People often launch into a fitness program with the best intentions, then quit after a while. What are some of the reasons for this?
Some of the most common reasons people fail at sticking with exercise are unrealistic goals or expectations. Trying to lose 20 pounds in four weeks or setting a goal of exercising every day when they previously didn’t exercise at all, or missing one workout and subsequently giving up can undermine someone’s confidence. Many people blame lack of time, but what separates avid exercisers from non-exercisers is the planning and commitment needed towards making exercise a valued part of their day. It’s not the number of free hours people have at their disposal.
Can technology play a role in helping people keep to their exercise regimens?
Absolutely. We are testing the utility of using biofeedback devices and mobile health technology to increase self-monitoring skills and exercise adherence in adults. Technology creates an opportunity to instantaneously interact with health experts, and can greatly assist in self-regulation by providing personalized data to track. For example, continuous glucose monitors have helped us teach individuals with a prediabetes condition how exercise impacts blood glucose levels, which in turn acts as a great motivator for engaging in more exercise.
How is your research encouraging people to stick with an exercise program?

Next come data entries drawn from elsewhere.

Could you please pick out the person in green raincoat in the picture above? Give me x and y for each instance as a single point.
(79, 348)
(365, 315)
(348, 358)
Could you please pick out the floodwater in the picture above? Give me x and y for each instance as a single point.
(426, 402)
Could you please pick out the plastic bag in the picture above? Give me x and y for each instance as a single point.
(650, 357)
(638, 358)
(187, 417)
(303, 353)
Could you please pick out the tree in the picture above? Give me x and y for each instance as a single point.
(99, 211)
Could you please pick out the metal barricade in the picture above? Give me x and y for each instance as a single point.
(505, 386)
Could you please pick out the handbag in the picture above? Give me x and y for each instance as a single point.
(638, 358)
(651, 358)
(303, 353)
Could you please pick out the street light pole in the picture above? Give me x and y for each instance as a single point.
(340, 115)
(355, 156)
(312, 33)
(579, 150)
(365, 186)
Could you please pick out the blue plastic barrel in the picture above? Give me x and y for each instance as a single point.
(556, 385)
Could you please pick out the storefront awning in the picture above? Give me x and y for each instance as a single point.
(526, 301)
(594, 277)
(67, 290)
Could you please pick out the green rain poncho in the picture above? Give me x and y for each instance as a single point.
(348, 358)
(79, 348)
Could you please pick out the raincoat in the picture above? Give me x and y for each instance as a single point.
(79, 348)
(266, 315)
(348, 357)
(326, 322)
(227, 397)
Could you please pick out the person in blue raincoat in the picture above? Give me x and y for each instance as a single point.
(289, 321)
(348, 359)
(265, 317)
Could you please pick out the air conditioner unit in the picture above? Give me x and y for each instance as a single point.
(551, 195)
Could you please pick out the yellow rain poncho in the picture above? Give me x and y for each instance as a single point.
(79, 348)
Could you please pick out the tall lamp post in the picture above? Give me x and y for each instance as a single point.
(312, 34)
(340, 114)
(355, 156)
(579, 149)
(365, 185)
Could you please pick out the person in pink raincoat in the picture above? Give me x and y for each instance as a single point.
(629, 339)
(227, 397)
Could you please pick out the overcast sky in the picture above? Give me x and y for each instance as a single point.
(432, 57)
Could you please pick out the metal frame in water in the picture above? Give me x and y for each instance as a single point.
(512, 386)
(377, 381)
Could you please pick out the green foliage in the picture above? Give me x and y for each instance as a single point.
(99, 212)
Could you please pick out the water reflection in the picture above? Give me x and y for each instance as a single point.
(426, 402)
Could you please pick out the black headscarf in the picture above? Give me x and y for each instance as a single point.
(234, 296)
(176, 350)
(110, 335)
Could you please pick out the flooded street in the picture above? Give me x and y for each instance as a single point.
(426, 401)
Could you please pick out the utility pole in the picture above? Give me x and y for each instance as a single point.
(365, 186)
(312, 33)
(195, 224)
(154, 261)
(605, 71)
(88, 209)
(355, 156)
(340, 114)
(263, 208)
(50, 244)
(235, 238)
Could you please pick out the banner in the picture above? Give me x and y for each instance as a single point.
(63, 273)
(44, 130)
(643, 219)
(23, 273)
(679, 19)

My lab teaches inactive individuals the self-regulatory skills necessary to adhere to an exercise regimen. Primarily, we develop counselling interventions and interactive materials that educate, and encourage people to practice. We teach them how to properly monitor behaviour and adapt goals and action steps accordingly, how to plan exercise amongst other important life goals, and how to bolster self-confidence so they can overcome any obstacle. We place emphasis on teaching individuals how to be independently active and accountable to themselves, rather than making them dependent through excessive, supervised exercise training.

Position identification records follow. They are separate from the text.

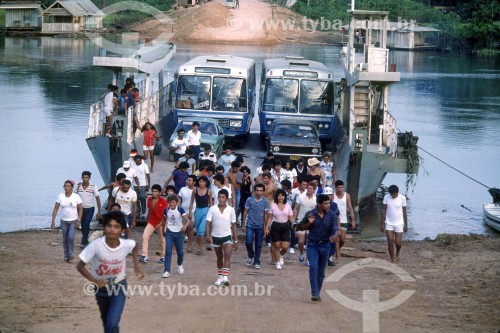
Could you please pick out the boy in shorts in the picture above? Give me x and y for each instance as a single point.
(394, 220)
(221, 232)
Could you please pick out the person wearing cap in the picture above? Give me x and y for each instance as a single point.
(188, 158)
(88, 192)
(334, 246)
(194, 138)
(394, 220)
(322, 225)
(316, 174)
(180, 145)
(127, 199)
(305, 202)
(343, 201)
(328, 169)
(71, 216)
(208, 155)
(129, 172)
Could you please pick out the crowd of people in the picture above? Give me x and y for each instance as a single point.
(289, 206)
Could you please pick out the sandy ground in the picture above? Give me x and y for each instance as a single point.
(455, 281)
(255, 22)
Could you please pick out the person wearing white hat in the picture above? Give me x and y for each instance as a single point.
(316, 174)
(129, 172)
(334, 208)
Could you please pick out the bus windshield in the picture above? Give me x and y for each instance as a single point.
(281, 95)
(316, 97)
(193, 92)
(229, 94)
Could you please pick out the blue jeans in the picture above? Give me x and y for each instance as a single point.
(88, 214)
(252, 232)
(237, 197)
(293, 239)
(68, 231)
(333, 248)
(128, 220)
(195, 152)
(173, 239)
(111, 304)
(200, 220)
(141, 198)
(317, 255)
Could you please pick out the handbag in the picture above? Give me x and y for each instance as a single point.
(158, 148)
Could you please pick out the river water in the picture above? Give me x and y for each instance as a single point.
(450, 102)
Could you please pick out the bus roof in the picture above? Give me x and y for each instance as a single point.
(295, 63)
(218, 61)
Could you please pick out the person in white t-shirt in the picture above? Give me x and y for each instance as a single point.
(176, 222)
(127, 199)
(194, 137)
(394, 220)
(185, 194)
(221, 232)
(71, 216)
(305, 202)
(180, 145)
(129, 172)
(142, 173)
(88, 192)
(107, 256)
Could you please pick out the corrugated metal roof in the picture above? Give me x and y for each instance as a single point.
(21, 6)
(79, 7)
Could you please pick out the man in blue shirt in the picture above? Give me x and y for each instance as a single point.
(254, 215)
(322, 224)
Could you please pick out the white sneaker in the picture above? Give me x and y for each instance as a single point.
(225, 280)
(219, 281)
(249, 261)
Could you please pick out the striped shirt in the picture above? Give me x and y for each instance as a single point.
(323, 227)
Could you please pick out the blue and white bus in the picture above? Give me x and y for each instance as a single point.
(221, 87)
(296, 88)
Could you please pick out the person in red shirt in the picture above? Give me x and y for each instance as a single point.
(148, 144)
(156, 204)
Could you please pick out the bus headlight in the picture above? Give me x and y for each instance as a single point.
(235, 123)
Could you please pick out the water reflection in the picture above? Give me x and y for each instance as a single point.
(450, 102)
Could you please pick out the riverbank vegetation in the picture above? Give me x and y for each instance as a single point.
(469, 25)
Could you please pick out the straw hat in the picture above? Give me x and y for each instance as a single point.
(313, 161)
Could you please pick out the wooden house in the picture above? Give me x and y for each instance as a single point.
(22, 16)
(69, 16)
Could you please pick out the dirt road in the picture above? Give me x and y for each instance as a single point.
(255, 22)
(456, 290)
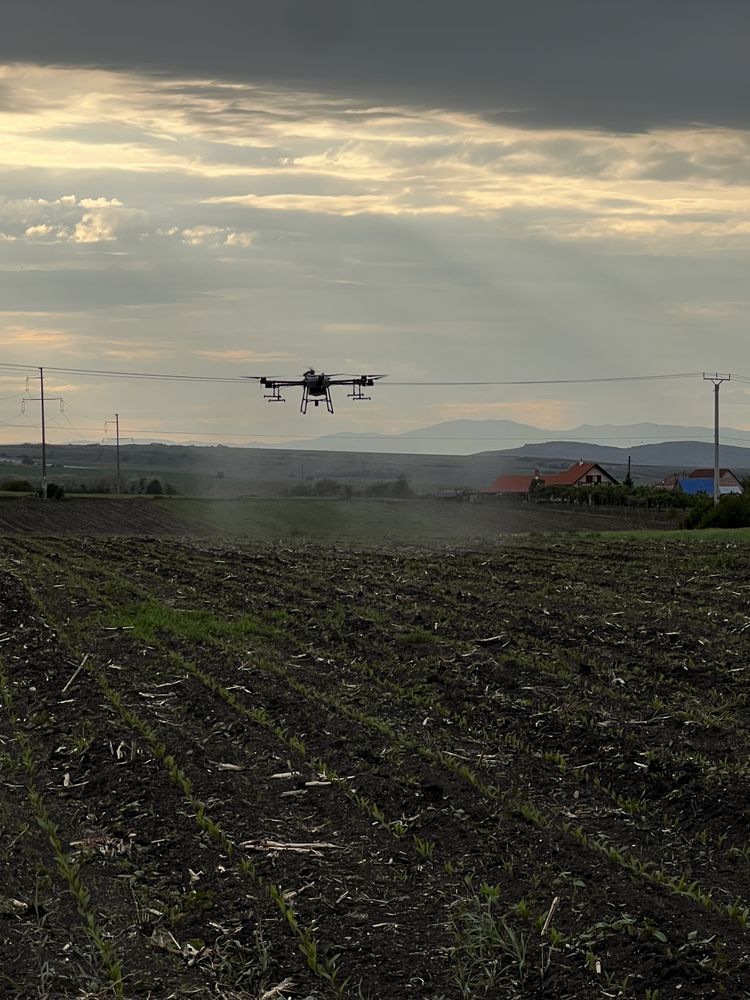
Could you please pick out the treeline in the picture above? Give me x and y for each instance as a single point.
(398, 489)
(613, 496)
(99, 484)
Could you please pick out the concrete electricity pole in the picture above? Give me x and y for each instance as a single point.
(117, 446)
(41, 399)
(717, 379)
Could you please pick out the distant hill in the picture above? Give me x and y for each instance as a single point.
(678, 455)
(466, 437)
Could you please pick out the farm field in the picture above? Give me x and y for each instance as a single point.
(299, 518)
(253, 770)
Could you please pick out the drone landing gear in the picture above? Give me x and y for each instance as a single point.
(274, 396)
(357, 393)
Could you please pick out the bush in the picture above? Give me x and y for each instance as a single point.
(17, 486)
(732, 511)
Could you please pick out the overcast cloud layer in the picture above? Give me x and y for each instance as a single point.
(434, 190)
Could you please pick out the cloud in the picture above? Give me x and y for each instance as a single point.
(21, 336)
(549, 413)
(241, 355)
(538, 64)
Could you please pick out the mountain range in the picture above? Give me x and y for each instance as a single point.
(600, 442)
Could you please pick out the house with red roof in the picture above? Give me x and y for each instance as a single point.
(580, 474)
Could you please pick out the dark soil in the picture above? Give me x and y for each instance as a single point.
(419, 752)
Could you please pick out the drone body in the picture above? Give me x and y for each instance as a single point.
(316, 387)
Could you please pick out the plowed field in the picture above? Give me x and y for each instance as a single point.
(249, 771)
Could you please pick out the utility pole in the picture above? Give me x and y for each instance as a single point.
(41, 399)
(717, 379)
(116, 422)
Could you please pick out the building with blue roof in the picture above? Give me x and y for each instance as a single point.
(694, 485)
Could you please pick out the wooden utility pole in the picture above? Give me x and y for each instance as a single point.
(117, 447)
(717, 379)
(41, 399)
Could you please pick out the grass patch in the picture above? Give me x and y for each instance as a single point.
(152, 618)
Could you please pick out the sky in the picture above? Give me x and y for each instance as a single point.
(439, 191)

What motivates you to exercise?
Apart from the obvious number 1 motivator – being a role model for my daughter – I must admit I am a tad competitive. I enjoy running races – not because I’m a natural at it, but because I get to try and beat my old times. It is also not unusual for my husband and I to get into friendly push-up or sit-up challenges, and there is always a bet going on in my lab as to who can improve their aerobic fitness score the most, in the shortest amount of time.